A Prohibition-era dive bar that got booted to make room for the Atlantic Yards mega-project will toast a rival pub that’s at risk of losing its old-time-y charm as it undergoes a makeover to prep for Barclays Center crowds.
David O’Finn, the owner of the newly relocated Freddy’s Bar, is organizing a “last call” for O’Connor’s, a Fifth Avenue Irish pub in the midst of a major renovation its owner has said will “modernize it a bit.”
He says the July 11 shindig, which starts at 8 pm and goes until closing, will be a chance for regulars and former employees of O’Connor’s to celebrate the bar’s past iteration now that it’s shuttered for rehab work in the months before the Brooklyn Nets play their first home game just blocks away.
“You do a last call,” said O’Finn, who once worked as a bartender at O’Connor’s before finding a gig at Freddy’s. “I was sad that I didn’t get to say goodbye.”
For decades, Freddy’s and O’Connor’s were famously feuding watering holes, O’Finn said.
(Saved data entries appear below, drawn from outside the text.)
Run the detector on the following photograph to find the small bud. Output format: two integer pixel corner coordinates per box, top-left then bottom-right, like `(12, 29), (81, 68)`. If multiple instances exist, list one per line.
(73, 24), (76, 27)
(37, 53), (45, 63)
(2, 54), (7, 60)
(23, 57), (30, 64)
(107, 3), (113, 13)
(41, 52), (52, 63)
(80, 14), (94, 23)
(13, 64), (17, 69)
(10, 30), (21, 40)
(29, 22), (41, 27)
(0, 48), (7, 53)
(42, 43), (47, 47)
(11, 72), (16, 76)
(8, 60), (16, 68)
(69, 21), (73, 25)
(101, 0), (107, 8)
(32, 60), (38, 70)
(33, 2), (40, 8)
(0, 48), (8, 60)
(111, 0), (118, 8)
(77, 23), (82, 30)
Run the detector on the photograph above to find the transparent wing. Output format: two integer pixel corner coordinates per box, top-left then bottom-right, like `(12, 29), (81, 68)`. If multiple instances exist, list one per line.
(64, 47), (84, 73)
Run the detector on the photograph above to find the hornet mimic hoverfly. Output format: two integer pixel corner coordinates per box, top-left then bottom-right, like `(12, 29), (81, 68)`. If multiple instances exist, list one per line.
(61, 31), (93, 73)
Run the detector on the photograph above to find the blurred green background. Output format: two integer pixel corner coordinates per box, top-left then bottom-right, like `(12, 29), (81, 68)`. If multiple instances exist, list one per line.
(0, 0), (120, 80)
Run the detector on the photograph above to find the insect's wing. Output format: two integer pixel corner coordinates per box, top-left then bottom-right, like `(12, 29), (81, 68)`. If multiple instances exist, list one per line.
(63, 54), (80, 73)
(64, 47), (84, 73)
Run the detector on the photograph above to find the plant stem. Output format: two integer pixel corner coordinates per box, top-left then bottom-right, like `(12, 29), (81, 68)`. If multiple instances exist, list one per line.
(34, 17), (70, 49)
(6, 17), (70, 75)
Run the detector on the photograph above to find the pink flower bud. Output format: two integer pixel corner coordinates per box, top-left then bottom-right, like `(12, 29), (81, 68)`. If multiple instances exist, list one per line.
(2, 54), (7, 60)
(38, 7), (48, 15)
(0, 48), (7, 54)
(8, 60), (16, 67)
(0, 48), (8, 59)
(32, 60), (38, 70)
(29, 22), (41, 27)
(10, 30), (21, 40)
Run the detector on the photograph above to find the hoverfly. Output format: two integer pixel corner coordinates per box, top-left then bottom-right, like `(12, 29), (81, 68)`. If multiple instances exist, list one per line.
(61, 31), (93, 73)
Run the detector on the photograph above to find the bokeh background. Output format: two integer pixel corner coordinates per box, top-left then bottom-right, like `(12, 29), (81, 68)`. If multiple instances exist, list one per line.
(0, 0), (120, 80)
They competed to see which could stay open the latest, and their patrons would square off in an annual softball game in Prospect Park. Sometimes tchotchkes from one bar would mysteriously find their way to the other.
Now, both establishments share a history of being shaken up by the Atlantic Yards development.
After years of protesting the project by boycotting Brooklyn Lager, which will be served at the stadium, building mock guillotine’s for rallies, and wearing large masks showing the faces of development supporters, the folks behind Freddy’s reached an agreement with developer Forest City Ratner to move from their Sixth Avenue building to a new location in the South Slope — one equipped with the same chains beneath the bar designed so pub patrons could lock themselves to their beloved watering hole to prevent its demolition.
When O’Connor’s reopens in September — just in time for the Nets’ first season in Brooklyn — it will have an expanded backroom, a space for parties, and a second-floor restaurant, prompting worries from fans of the old-man-bar that the hangout will abandon its traditional clientele in favor of sports fans.
“The only word I can come up with today is ‘sad,’ ” said Dan Meyers, editor of Here’s Park Slope and an O’Connor’s regular. “It was my favorite bar in the city.”
O’Connor’s owner Michael Maher told The Brooklyn Paper last March that the renovations will make the pub three times larger and one story taller — and bring draft beer to the bar for the first time ever — but they won’t compromise its feel.
“We’re trying to keep the old look, but modernize it a bit,” he said, promising to keep the bar’s old furniture and hours of operation.
Maher could not be reached for comment before deadline. For O’Finn, the changes at O’Connor’s reflect the broader changes in the neighborhood.
“It no longer has that old-school Brooklyn feel. Something has been lost,” he said.